When I went to school life tended to plod along so slowly. It was like life itself was wearing over sized gumboots and trying to walk through a really mushy mud pit. Except of course on the holidays when life whizzed past so fast you barely knew you had had one. Maybe that is the little grass mound in the middle of the mud pit.
It has come to my attention over the last few years (I refuse to say decades) that now, post school, life is just too fast and instead of wishing it to speed up I want it to slow down so I can stop, get off and have a breather.
I turned 37 at the end of January. I have just seen a photograph of an old friend from Uni who I would not have recognised at all due to the grey hair. My new photograph on my drivers licence also shows up the amount of grey I have. Dare I resist going back for a touch up to the colour and find out exactly how much grey is under there. Honestly I looked like Morticia Adams!
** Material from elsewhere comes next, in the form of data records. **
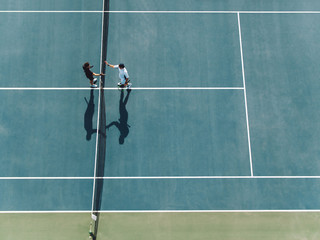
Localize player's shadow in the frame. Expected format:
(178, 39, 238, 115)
(106, 89, 131, 144)
(84, 89, 97, 141)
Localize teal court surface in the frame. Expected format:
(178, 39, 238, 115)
(1, 0, 320, 239)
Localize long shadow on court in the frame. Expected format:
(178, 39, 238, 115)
(84, 89, 97, 141)
(106, 89, 132, 145)
(84, 89, 107, 142)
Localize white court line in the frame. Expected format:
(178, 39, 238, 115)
(0, 11, 102, 13)
(109, 11, 320, 14)
(80, 209, 320, 213)
(1, 209, 320, 213)
(237, 13, 253, 176)
(122, 87, 244, 90)
(99, 176, 320, 179)
(1, 10, 320, 14)
(90, 85, 101, 214)
(0, 177, 93, 180)
(0, 87, 243, 90)
(2, 176, 320, 180)
(0, 87, 94, 90)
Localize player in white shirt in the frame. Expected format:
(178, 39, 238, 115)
(105, 61, 130, 88)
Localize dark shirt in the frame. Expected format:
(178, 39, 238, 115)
(83, 67, 94, 80)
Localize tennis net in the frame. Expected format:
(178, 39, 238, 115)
(89, 0, 109, 239)
(90, 87, 106, 239)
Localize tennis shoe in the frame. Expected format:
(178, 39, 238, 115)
(93, 78, 97, 84)
(91, 84, 98, 88)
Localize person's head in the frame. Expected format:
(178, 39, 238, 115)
(83, 62, 93, 69)
(119, 63, 125, 69)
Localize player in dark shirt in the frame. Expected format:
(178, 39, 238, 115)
(82, 62, 104, 88)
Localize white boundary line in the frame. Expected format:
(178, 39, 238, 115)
(109, 11, 320, 14)
(89, 76, 101, 212)
(237, 13, 253, 176)
(121, 87, 244, 90)
(1, 10, 320, 14)
(1, 209, 320, 213)
(0, 87, 243, 90)
(0, 10, 106, 13)
(98, 209, 320, 212)
(2, 176, 320, 180)
(0, 87, 95, 90)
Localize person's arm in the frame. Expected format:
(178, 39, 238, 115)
(105, 61, 116, 68)
(93, 72, 105, 76)
(124, 71, 129, 84)
(124, 76, 129, 84)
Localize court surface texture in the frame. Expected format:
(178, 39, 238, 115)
(1, 0, 320, 239)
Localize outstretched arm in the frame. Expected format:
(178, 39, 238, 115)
(105, 61, 116, 68)
(93, 72, 105, 76)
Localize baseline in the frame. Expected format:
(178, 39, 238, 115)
(2, 11, 320, 14)
(0, 87, 244, 90)
(2, 176, 320, 179)
(2, 209, 320, 213)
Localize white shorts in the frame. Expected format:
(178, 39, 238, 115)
(119, 78, 126, 84)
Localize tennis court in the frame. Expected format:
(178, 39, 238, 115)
(1, 0, 320, 239)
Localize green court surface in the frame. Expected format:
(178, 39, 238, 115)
(96, 212, 320, 240)
(0, 213, 89, 240)
(1, 212, 320, 240)
(2, 0, 320, 239)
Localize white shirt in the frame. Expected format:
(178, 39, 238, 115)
(114, 65, 129, 84)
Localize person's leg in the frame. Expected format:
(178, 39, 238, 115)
(90, 79, 97, 88)
(118, 78, 126, 88)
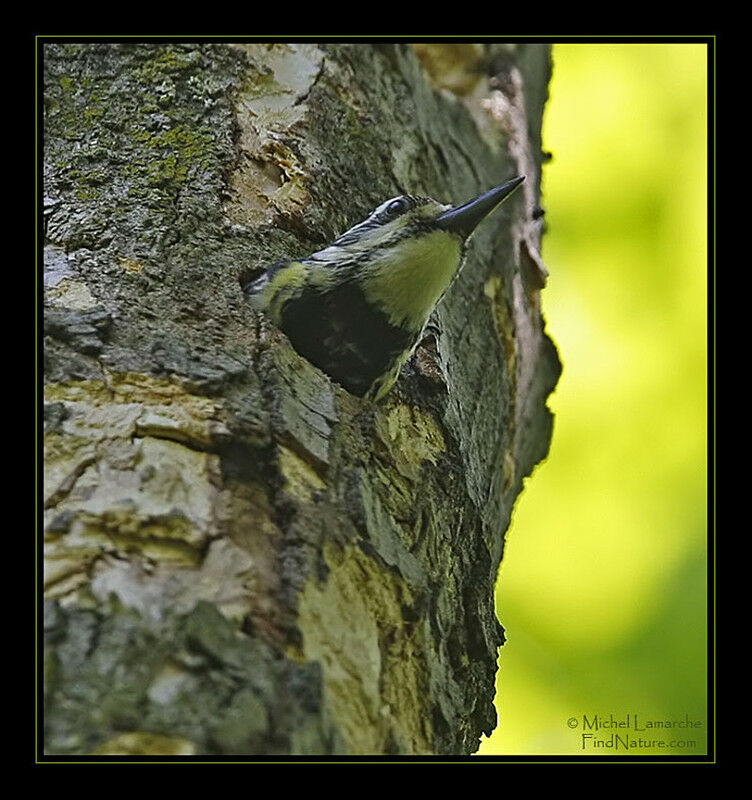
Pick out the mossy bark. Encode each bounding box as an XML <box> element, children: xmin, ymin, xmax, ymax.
<box><xmin>42</xmin><ymin>41</ymin><xmax>560</xmax><ymax>757</ymax></box>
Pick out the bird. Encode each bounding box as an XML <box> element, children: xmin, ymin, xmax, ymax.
<box><xmin>243</xmin><ymin>176</ymin><xmax>525</xmax><ymax>401</ymax></box>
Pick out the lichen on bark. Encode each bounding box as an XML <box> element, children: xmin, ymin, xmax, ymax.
<box><xmin>42</xmin><ymin>41</ymin><xmax>560</xmax><ymax>757</ymax></box>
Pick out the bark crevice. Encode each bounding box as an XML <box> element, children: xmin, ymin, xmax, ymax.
<box><xmin>42</xmin><ymin>41</ymin><xmax>561</xmax><ymax>757</ymax></box>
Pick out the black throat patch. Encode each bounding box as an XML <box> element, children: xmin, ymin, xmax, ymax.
<box><xmin>279</xmin><ymin>280</ymin><xmax>415</xmax><ymax>397</ymax></box>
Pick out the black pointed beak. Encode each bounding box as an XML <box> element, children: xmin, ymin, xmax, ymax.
<box><xmin>435</xmin><ymin>176</ymin><xmax>525</xmax><ymax>237</ymax></box>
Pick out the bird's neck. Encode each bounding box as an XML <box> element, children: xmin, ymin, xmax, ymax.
<box><xmin>360</xmin><ymin>231</ymin><xmax>463</xmax><ymax>331</ymax></box>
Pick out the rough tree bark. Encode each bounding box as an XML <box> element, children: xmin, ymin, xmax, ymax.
<box><xmin>42</xmin><ymin>41</ymin><xmax>560</xmax><ymax>757</ymax></box>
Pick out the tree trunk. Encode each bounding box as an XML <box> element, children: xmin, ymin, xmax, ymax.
<box><xmin>42</xmin><ymin>41</ymin><xmax>560</xmax><ymax>757</ymax></box>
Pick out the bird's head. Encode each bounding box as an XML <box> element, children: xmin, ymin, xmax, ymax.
<box><xmin>304</xmin><ymin>176</ymin><xmax>525</xmax><ymax>331</ymax></box>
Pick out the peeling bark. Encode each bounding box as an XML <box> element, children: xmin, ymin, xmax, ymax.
<box><xmin>41</xmin><ymin>41</ymin><xmax>560</xmax><ymax>757</ymax></box>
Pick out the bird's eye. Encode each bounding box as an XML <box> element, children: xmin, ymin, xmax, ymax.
<box><xmin>385</xmin><ymin>198</ymin><xmax>408</xmax><ymax>218</ymax></box>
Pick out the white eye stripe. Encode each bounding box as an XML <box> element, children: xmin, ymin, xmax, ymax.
<box><xmin>375</xmin><ymin>196</ymin><xmax>404</xmax><ymax>214</ymax></box>
<box><xmin>374</xmin><ymin>195</ymin><xmax>412</xmax><ymax>217</ymax></box>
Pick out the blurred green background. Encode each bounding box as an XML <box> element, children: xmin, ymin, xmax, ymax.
<box><xmin>478</xmin><ymin>43</ymin><xmax>709</xmax><ymax>756</ymax></box>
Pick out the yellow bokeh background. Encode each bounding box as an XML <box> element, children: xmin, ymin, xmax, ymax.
<box><xmin>478</xmin><ymin>43</ymin><xmax>709</xmax><ymax>756</ymax></box>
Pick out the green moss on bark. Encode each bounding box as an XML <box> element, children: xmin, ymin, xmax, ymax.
<box><xmin>43</xmin><ymin>42</ymin><xmax>560</xmax><ymax>757</ymax></box>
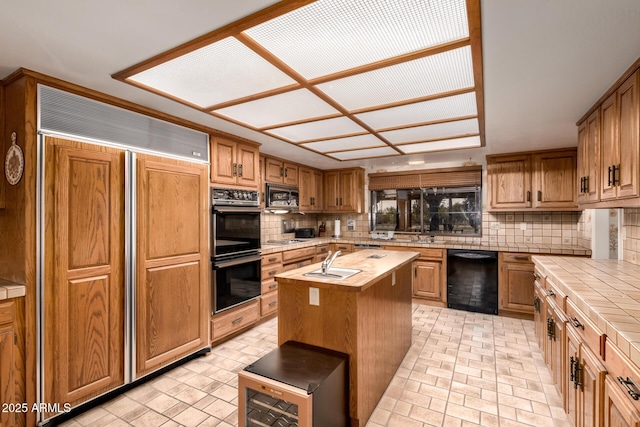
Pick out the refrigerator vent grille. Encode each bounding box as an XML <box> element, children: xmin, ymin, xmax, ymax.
<box><xmin>38</xmin><ymin>85</ymin><xmax>208</xmax><ymax>162</ymax></box>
What has got me thinking this all of a sudden you ask, and no it's not because I have just aged another year. I have been going through all my craft stuff lately and reorganising my studio. Yes this is a mammoth task and it has taken me quite a few weeks so far. I have been brutal in what i have decided to give away. Things I bought when I first started in the hopes I would use them one day. They are still very nice but I have had some for 10 years and never used them (hence the OMG where has the time gone).
My new Dr has also told me my cholesterol is up and to lose weight. If only he knew the struggle I go through. People look at me and think I am just another fat person who can't stop eating and eats a lot of junk food. On the contrary I am not a big eater at all. I eat foods that fill quickly so I can get on with other things. I used to exercise 2 hours a night 5 nights a week and was able to maintain a nice weight then. That of course was back when I had time. I mentioned this to my Dr and he asked me if I had time for a Stroke. Of course I said no, "good," he says, "you have time to exercise then!"
So in closing I am old enough for cholesterol problems, young enough to do something about it but somehow still old enough to have enough responsibilities to only find 30 mins. That will not shift even a kg off this ol' bod. In fact I am currently on an elimination diet of no sugar, wheat, or dairy and somehow managed to put on weight. Go figure!